These 3 videogame stocks got a boost this week after MoffettNathanson initiated coverage. But all three have been underperforming the market this year, which traders say is a buying opportunity. Here’s why.
Activision Blizzard (NASDAQ: ATVI), Take-Two Interactive (NASDAQ: TTWO), and Electronic Arts (NASDAQ: EA) all got a boost this week after MoffettNathanson analyst Clay Griffin intimated coverage of the videogame makers.
Griffin issued Buy ratings for Activision and Take-Two with price targets of $124 and $214, respectively, and a Neutral rating for EA with a price target of $151. The analyst’s price targets imply 30% upside for Activision, 21% for Take-Two, and 5% for EA from Wednesday’s close.
The multi-year outlook for Activision is “very good,” Griffin wrote in a note to clients, adding “the stability of its cash flows and sizable net cash position on the balance sheet today gives ATVI room to materially increase its capital return program, an additional source of upside optionality.”
For Take-Two, Griffin said it “arguably has the best owned-IP collection of franchises in the industry.”
Take-Two owns the most profitable game of all time, Grand Theft Auto V, as well as Red Dead Redemption, NBA and WWE 2K, and Borderlands.
“A concerted effort to expand its publishing frequency should allow for margin expansion, with increased top-line scale absorbing more of its fixed overhead,” Griffin added.
And as for EA, even as Griffin rated the stock Neutral, he also said the company boasts “unquestionably strong” key franchises and a “consistent and durable” cash flow profile powered by its portfolio of sports games. EA is responsible for the FIFA, Battlefield, Madden, Apex Legends, and Need For Speed franchises.
While all three stocks are up between 3% and 5% over the last week, all three have struggled this year and are underperforming the rest of the market. Activision has gained the most, adding just 2.79% so far this year. EA has risen just 0.16% year-to-date, while Take-Two shares are down nearly 15% since the start of the year. By comparison, the S&P 500 has gained just over 16% in the same timeframe.
This weakness, however, looks like a buying opportunity.
“I actually think all three of them are fine buys at this point as long as you have a long-term, let’s say, two- to four-year timeframe, especially with something like Take-Two,” said Boris Schlossberg, managing director of FX strategy at BK Asset Management. “The Grand Theft Auto franchise has already earned $10 billion.”
“The whole dynamic of the gaming industry remains very, very bullish,” Schlossberg added. “It’s a long-term buy, and whatever dip we have right now is just an opportunity to get longer.”
Miller Tabak’s Matt Maley has his eye on the charts for Activision and EA.
“Look at Activision, first of all,” Maley, the firm’s chief market strategist, said. “The stock looks like it’s making what you would call a double head and shoulders pattern. So if it does break below the neckline, which is right near its 200-day moving average, that’s about $89… you want to walk away from the stock and look fora reentry point at a lower level.”

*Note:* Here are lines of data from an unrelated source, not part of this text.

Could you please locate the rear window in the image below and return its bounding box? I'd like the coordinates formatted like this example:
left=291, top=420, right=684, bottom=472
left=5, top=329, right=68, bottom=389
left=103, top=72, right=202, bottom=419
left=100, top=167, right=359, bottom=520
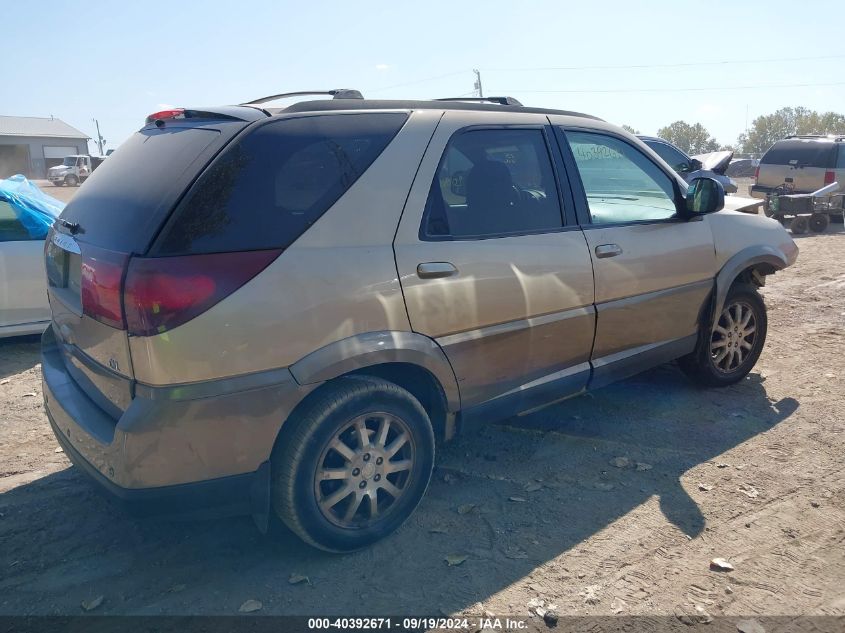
left=56, top=122, right=246, bottom=253
left=154, top=113, right=408, bottom=255
left=760, top=139, right=836, bottom=167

Activision—which is best known for the ever-expanding Call of Duty franchise, and also owns World of Warcraft, Overwatch, and Diablo—closed at $95.44 on Wednesday, and Maley argued that there’s strong support that’s unlikely to break, noting that the stock only briefly moved below its 200-day moving average amid the COVID market lows last year.

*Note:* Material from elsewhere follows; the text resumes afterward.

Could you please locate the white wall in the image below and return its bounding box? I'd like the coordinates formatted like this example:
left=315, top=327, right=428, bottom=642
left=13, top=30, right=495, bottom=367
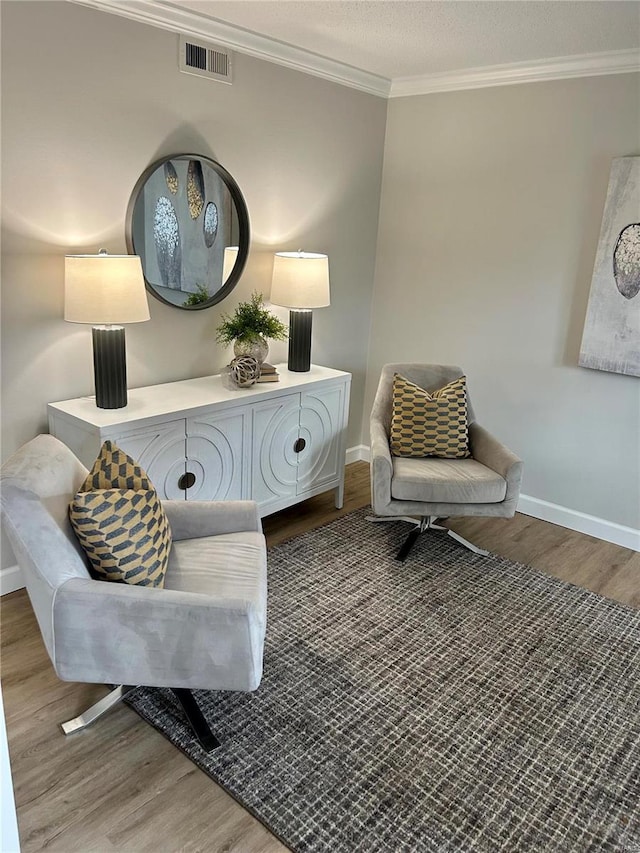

Looking at EA’s chart, Maley noted that the stock is beginning to break below the bottom end of an “ascending triangle pattern” that has formed from a series of higher lows hitting up against a level of resistance.

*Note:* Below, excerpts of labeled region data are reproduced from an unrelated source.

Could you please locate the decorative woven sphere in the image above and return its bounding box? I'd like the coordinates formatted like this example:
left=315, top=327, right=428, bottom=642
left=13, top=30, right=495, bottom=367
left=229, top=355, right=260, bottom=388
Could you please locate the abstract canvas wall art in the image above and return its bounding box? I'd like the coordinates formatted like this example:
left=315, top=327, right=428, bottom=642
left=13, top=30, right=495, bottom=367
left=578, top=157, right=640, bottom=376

“It’s only a slight break, and if it falls further again you might want to back away a little bit,” Maley said. “But, if you buy it on weakness as Boris suggests, don’t be afraid to add to it. If and when it breaks above that range of $145 to $150, that’s been really tough resistance, so once it breaks above that level at some point in the future, it’s going to take off like a rocket ship.”